How to Fit Parametric Regressions

Helpful Links
Topics In R Scripts
  • Overview
  • Download R Scripts and Sample Data
  • Loading Data
  • Central Tendencies
  • Environmental Limits
  • Parametric Regressions
  • Non-Parametric Regressions
  • Significance Tests
  • Area Under the ROC Curve
  • Curve Shape
  • Weighted Average Inference
  • Estimate Taxon-Environment Relationships Using taxon.env()
Other Pages And Websites
  • Parametric Regression

PECBO Appendix Site Map
Single variable parametric regressions for presence/absence of different taxa (see Parametric Regression page, Equation 3) are computed using the generalized linear model (GLM) function in R.
 
First make sure that you have loaded the sample biological and environmental data and merged them into a single data frame called dfmerge (see Download Scripts and Sample Data in the Helpful Links box).
 
Also make sure that you have selected the taxa for which you wish to calculate environmental limits and saved them in the vector taxa.names (see the description in the R Scripts for Central Tendencies page in the Helpful Links box).
 

Each model is stored within a single list of models.
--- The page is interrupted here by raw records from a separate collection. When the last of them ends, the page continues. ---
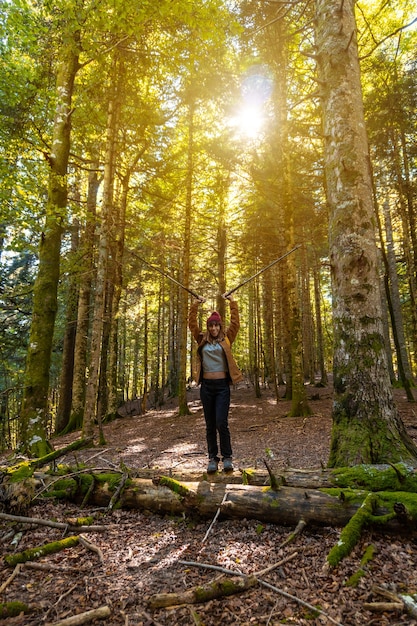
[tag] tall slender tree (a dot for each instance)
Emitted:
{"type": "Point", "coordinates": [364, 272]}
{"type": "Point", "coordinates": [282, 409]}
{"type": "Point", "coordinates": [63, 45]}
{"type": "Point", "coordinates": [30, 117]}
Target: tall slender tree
{"type": "Point", "coordinates": [34, 417]}
{"type": "Point", "coordinates": [366, 424]}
# Create storage list for models
modlist.glm <- as.list(rep(NA, times = length(taxa.names)))

for (i in 1:length(taxa.names)) {
  # Create a logical vector is true if taxon is present and false if 
  # taxon is absent.
  resp <- dfmerge[,taxa.names[i]] > 0

  modlist.glm[[i]] <- glm(resp ~ poly(temp,2), data = dfmerge, 
                  family = "binomial")
  # Fit the regression model and store the results in a list.
  # Here, poly(temp,2) specifies that the
  # model is fitting using a second order polynomial of the 
  # explanatory variable.  glm calls the function that fits
  # Generalized Linear Models.  We specify in this case that
  # the response variable is distributed binomially.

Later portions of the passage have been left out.